Enterprise Tech 3.0 is About Long-term Return on IT Assets
Despite the tremendous amount of innovation that has taken place in enterprises over the past 15 years, Krishnamurthy points out that many foundational elements of business and technology have remained tenaciously static.
"For instance, the organizational structures of companies – including IT departments – have not fundamentally changed since the late 80s. They remain largely hierarchical and have contributed to decades of silo creation and fragmentation that has hampered efforts to create agile and responsive enterprises that should operate in increasingly dynamic and constantly disrupted business environments," he says.
It is a situation that has relegated a significant portion of IT time and energy to be focused on simply connecting the dots between the discrete performance of specific enterprise infrastructure elements.
"You end up with a situation in which 70 percent of IT activities simply maintain operations, with 20 percent of efforts focused on advancing the modernization of existing applications,” says Morgan. “At most, only 10 percent of resources remain available to address the innovation and transformation agenda. We should figure out how to start flipping that equation," he says.
Changing Executive and Boardroom Perspectives
Addressing this challenge would require a fundamental shift in how C-level executives and boardrooms view the relationship between IT, innovation and strategic transformation.
"We should rethink the role of enterprise technology from being a set of tools that accomplish discrete outcomes – creating effectiveness or generating new revenue streams – to understanding the technology estate as a portfolio of assets that should perform over the long-term while addressing the dynamics of the day," explains Krishnamurthy.
"Organizations that take an asset management-based approach place themselves in a position to see IT investment through a strategic profit and loss (P&L) lens. They can better understand their portfolio and determine how to invest by asking: How can I generate a return on assets? Should I put more into the assets? Should I sweat the assets?" he says.

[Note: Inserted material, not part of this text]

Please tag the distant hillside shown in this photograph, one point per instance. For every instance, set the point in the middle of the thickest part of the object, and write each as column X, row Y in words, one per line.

It is a mindset change that requires a holistic executive consensus because it fundamentally alters the value proposition and expectations that are often set, monitored and measured for enterprise technology. However, executed properly, it can help provide an accountable perspective on organizational investments in innovation.
"Innovation now becomes something that the organization can assign sustainable value to," says Morgan. "By becoming part of an enterprise investment portfolio, we can move beyond discussions about the cost of running IT – which is still an important conversation. But on top of it, we can perform asset-based valuations based on how innovation contributes to the bottom line of organizations over time," he concludes.